Fig. 4a zeigt die Entwicklungsunterschiede von Arabidopsis thaliana Sul 4.1-Mutanten und Wildtyppflanzen zum Zeitpunkt der Blüte des Wildtyps.
Fig. 4b zeigt die Endgröße von Arabidopsis thaliana Sul 4.1-Mutanten im Vergleich zu Wildtyppflanzen.
Fig. 5a zeigt Sul 4.1-Retransformanten mit verlangsamter Entwicklung/Zwergwuchs im Vergleich zu Wildtyp-Pflanzen und Sul 4.1-Mutanten.
Fig. 5b zeigt Sul 4.1-Retransformanten mit beschleunigter Entwicklung/Riesenwuchs im Vergleich zu Wildtyp-Pflanzen und Sul 4.1-Mutanten.
Fig. 6 zeigt schematisch die Restriktionskarte des verwendeten Vektors pAC102.
Fig. 7 zeigt schematisch die Restriktionskarte des verwendeten Vektors pSEX001-VS.
Fig. 8 zeigt das Ergebnis einer Northern-Analyse Sul 4.1 überexprimierender Pflanzen im Vergleich mit Wildtyppflanzen (C24).

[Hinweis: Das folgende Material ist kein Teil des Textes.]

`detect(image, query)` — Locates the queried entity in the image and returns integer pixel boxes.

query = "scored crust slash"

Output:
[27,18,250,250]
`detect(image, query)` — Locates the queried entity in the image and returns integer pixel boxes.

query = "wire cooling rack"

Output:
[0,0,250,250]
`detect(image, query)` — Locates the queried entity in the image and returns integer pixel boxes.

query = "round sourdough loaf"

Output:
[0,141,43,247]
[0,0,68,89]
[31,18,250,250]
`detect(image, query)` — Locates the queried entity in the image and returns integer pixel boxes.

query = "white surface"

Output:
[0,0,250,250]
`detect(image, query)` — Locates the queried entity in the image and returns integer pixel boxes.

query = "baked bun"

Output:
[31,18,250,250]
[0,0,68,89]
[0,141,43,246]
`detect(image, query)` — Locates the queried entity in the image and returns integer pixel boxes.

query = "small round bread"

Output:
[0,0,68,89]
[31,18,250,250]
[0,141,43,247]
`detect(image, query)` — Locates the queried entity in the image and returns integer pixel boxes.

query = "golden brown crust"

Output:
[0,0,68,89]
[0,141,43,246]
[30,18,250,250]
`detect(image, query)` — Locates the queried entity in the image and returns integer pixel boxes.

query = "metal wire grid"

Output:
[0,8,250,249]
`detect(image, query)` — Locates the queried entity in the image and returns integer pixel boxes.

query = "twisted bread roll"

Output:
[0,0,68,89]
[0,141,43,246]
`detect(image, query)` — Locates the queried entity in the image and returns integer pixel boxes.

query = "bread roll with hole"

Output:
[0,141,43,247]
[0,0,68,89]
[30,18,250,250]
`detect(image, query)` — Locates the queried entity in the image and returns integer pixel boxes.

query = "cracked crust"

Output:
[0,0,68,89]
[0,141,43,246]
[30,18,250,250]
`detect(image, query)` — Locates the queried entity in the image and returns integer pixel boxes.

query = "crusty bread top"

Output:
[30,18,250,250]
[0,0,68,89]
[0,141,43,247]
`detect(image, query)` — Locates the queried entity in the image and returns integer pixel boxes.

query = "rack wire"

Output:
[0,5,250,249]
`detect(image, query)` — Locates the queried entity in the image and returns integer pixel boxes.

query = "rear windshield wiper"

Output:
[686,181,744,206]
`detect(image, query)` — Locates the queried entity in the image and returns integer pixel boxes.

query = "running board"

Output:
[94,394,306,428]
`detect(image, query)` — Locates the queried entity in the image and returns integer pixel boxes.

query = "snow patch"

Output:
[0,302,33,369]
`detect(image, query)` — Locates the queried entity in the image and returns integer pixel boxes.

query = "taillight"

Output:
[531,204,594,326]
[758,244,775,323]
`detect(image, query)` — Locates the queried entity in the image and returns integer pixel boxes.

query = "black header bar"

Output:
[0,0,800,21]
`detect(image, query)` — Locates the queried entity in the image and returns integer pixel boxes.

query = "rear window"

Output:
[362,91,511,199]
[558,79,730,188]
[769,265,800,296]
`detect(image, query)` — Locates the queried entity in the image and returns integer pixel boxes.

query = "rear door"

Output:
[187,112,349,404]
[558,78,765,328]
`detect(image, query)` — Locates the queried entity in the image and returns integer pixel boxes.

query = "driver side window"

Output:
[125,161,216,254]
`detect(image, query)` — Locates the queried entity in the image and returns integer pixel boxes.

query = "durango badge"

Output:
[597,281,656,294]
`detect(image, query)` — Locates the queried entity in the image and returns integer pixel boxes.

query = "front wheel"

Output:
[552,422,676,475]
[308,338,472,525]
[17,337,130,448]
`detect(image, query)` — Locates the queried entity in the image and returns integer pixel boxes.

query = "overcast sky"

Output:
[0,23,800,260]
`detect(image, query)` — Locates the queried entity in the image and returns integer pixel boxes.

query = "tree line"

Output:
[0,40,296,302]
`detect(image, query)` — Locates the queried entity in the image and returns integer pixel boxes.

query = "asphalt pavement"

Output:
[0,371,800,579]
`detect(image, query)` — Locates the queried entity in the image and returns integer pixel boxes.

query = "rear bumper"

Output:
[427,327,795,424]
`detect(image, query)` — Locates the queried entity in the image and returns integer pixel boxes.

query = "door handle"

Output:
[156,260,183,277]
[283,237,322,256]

Der hier verwendete Ausdruck "homologe Sequenz" oder "Homolog" bezeichnet eine Nukleinsäure- oder Aminosäuresequenz mit signifikanter Ähnlichkeit zur Vergleichssequenz oder Teilen davon. Als homologe Sequenzen gelten somit Nukleinsäuresequenzen, die mit den Vergleichssequenzen oder Teilen dieser Sequenzen unter wenig stringenten Bedingungen, besonders bevorzugt unter stringenten Bedingungen hybridisieren (zu stringenten und wenig stringenten Bedingungen siehe Sambrook et al., Molecular Cloning, Cold Spring Harbour Laboratory (1989), ISBN 0-87969-309-6). Ein Beispiel für stringente Hybridisierungsbedingungen ist: Hybridisierung in 4 × SSC bei 65°C (alternativ in 50% Formamid und 4 × SSC bei 42°C), gefolgt von mehreren Waschschritten in 0,1 × SSC bei 65°C für insgesamt etwa eine Stunde. Ein Beispiel für wenig stringente Hybridisierungsbedingungen ist Hybridisierung in 4 × SSC bei 37°C, gefolgt von mehreren Waschritten in 1 × SSC bei Raumtemperatur. Als homologe Sequenzen sollen des weiteren Nukleinsäure- oder Aminosäuresequenzen oder Teile davon gelten, die mit Vergleichssequenzen zu 70%, vorzugsweise zu 80%, besonders bevorzugt zu 85%, ferner besonders bevorzugt zu 90%, ferner besonders bevorzugt zu 95%, und insbesondere bevorzugt zu 99% identisch sind.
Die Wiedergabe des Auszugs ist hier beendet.